Dios nos ha dado facultades para nuestro uso, y cada uno recibirá su recompensa adecuada. Entonces no vamos a tratar de engañar o dormir, sino que permitimos que hagan su trabajo hasta que sean llamados a algo más alto.
Estamos celebrando la fiesta del nacimiento eterno que Dios Padre nos ha dado y que nunca deja de existir en toda la eternidad... Pero si no tiene lugar en mí, ¿de qué sirve eso? Todo radica en esto: que debería tener lugar en mí.
El hombre nace de la pasión del cuerpo, pero con una tendencia innata, aunque secreta, al amor del Bien en el núcleo principal de la Mente. ¡Pero que Dios nos ayude! Actualmente, es un triste frasco de átomos.
Las flechas de la aflicción de Dios son agudas y dolorosas para que pueda llamar nuestra atención. Él no permitirá que sus hijos amados pequen porque sabe que eso nos priva de bendiciones, oportunidades e incluso del refinamiento del carácter.
Él ha dedicado su vida a disfrutar más de lo que ha disfrutado. Dios se encargará de que lo que no nos gusta sea más de lo que es bueno para nosotros.
Ninguno de nosotros se siente el verdadero amor de Dios hasta que nos damos cuenta de lo malos que somos. Pero no se puede enseñar a las personas que - tienen que aprender por experiencia.
Dios es paciente con nosotros, que somos hechos hijos de Dios y que nos quiere, pero que realmente puede verlo llorar.
El dolor no es malo, a menos que nos conquiste.
El dolor más pequeño de nuestro pequeño dedo nos da más preocupación que la destrucción de millones de seres.
¿Cuánto dolor nos han costado, los males que nunca han sucedido.
Aparto la mirada en accidentes de tráfico, y sé que las personas que miran lejos en accidentes de tráfico, ya que nos hace sentir incómodos al ver a otras personas en el dolor.
Grande es la fuerza de la costumbre. Nos enseña a soportar la fatiga y despreciar a las heridas y el dolor.

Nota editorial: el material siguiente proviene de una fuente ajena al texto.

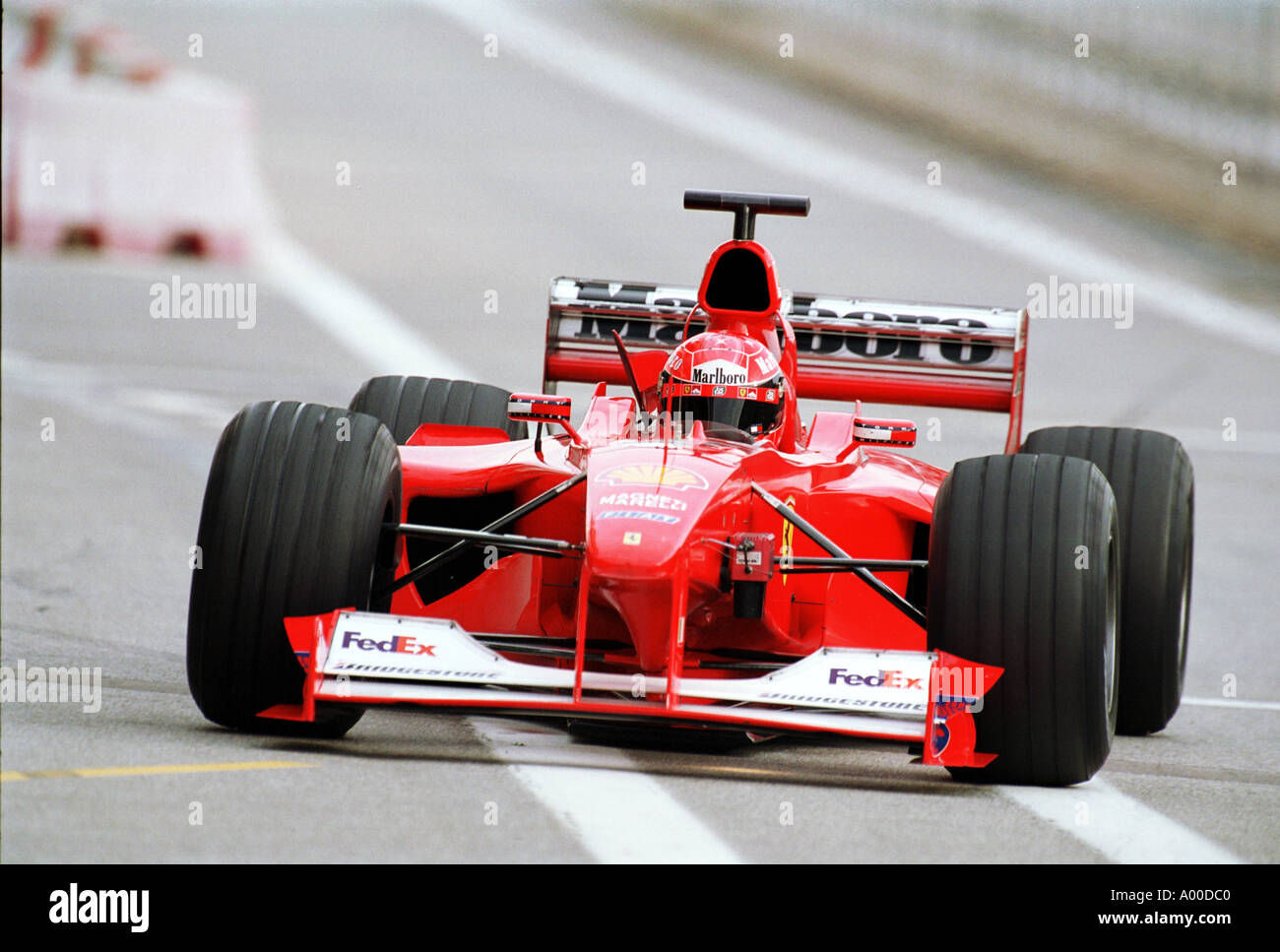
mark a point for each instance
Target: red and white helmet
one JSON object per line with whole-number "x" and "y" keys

Nuestro Padre celestial entiende nuestra decepción, el sufrimiento, el dolor, el miedo y la duda. Él siempre está ahí para animar nuestros corazones y nos ayuda a entender que Él es suficiente para todas nuestras necesidades. Cuando acepté esto como una verdad absoluta en mi vida, descubrí que mi preocupación se detuvo.
Lo menos doloroso en nuestro pequeño dedo nos da más preocupación y desasosiego que la destrucción de millones de nuestros semejantes.
Lo que nos permite, como seres humanos, sobrevivir psicológicamente en la vida en la tierra, con todo su dolor, drama y desafíos, es un sentido de propósito y significado.
Si pensamos que esta vida es todo lo que hay en la vida, entonces no hay una interpretación de nuestros problemas, nuestro dolor, ni siquiera de nuestros privilegios. Pero todo cambia cuando nos abrimos a la posibilidad de que la historia de Dios es realmente nuestra historia también.